The Story
Why it exists.
The beginning
Courrèges 2020 takes its name from the year, 1997, when Jean-Pierre Béthouart composed it for the French fashion house known for its futuristic, space-age aesthetic. The fragrance arrived during a decade when fruity-floral compositions dominated, yet this one stayed closer to green freshness than the sweet, syrupy norms of the era. Béthouart built something deliberately light and wearable, a daily fragrance for a generation entering a new century with optimism. Named for the year, not a place or memory, this is the scent of forward momentum.
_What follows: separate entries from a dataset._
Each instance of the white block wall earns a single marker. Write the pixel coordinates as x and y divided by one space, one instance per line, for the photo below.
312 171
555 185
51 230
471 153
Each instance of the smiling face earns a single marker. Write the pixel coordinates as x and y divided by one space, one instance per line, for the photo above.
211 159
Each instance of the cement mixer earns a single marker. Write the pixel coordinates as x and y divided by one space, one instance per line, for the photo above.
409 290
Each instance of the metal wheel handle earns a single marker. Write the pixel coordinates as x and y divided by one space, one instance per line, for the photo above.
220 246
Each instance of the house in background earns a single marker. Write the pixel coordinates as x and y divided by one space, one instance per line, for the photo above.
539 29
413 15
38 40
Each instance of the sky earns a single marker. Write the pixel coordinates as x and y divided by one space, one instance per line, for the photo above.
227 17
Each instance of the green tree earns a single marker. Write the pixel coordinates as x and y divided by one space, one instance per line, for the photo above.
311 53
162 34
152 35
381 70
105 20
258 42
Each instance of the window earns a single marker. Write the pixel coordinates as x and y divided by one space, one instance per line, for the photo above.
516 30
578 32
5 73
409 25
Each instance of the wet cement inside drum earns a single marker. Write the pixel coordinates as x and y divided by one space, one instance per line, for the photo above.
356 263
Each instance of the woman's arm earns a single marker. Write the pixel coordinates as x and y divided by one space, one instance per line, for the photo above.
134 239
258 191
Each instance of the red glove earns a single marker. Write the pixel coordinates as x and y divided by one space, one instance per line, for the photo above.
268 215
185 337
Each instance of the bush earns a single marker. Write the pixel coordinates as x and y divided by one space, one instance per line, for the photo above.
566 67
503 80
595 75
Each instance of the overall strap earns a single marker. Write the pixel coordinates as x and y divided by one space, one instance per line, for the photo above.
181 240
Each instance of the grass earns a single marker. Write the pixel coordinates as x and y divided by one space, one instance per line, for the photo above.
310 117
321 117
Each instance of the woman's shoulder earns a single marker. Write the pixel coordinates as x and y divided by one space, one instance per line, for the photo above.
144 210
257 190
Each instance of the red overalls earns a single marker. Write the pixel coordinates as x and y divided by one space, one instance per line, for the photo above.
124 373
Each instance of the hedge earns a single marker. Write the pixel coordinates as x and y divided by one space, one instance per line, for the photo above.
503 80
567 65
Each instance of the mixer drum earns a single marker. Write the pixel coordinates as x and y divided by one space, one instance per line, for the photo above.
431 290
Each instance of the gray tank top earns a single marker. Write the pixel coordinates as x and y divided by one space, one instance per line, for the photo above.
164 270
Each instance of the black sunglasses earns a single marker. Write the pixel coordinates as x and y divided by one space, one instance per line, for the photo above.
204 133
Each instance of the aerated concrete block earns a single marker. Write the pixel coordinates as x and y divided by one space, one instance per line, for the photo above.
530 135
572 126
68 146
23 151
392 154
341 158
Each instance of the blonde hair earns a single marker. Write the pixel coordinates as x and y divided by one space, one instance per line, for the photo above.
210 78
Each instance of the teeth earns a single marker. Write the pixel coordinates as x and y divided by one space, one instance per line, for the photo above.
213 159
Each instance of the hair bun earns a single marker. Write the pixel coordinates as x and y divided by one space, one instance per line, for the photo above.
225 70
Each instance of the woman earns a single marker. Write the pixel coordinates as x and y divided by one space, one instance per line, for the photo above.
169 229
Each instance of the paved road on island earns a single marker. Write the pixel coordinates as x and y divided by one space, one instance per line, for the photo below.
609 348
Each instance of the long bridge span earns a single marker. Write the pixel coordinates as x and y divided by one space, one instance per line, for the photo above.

What makes Courrèges 2020 interesting is how the heart refuses to be purely floral. Violet root, often relegated to base notes as an afterthought, anchors the middle here, lending an earthy, slightly mineral quality that stops the jasmine and rose from becoming decorative. The Brazilian rosewood in the opening is another quiet choice: warm and woody without the heavy sweetness of sandalwood, it bridges the fruity top and the powdery heart without announcing itself. This is a composition that trusts restraint over impact.
The evolution
The opening hits bright and clean, pear and peach tumbling together, cassia adding a whisper of spice at the edges. Brazilian rosewood keeps it grounded from the first spray. Around thirty minutes, the florals begin to surface: jasmine arrives first, but it's the rose-violet combination that defines the hour, taking the composition toward powder rather than richness. The drydown belongs to musk and sandalwood, warm, intimate, close to the skin. Cedar lingers quietly, a reminder of green wood beneath everything. Lasts a full workday on most skin types, staying close and clothing-adjacent rather than filling the room.
Cultural impact
Courrèges 2020 occupies an interesting position: a mainstream daily fragrance from a fashion-forward house, released at the tail end of the 90s before the niche explosion changed everything. It appeals to wearers who want something clean and powdery without the aggressive sillage of stronger contemporaries. The floral-fruity genre it belongs to was crowded, but its restraint set it apart.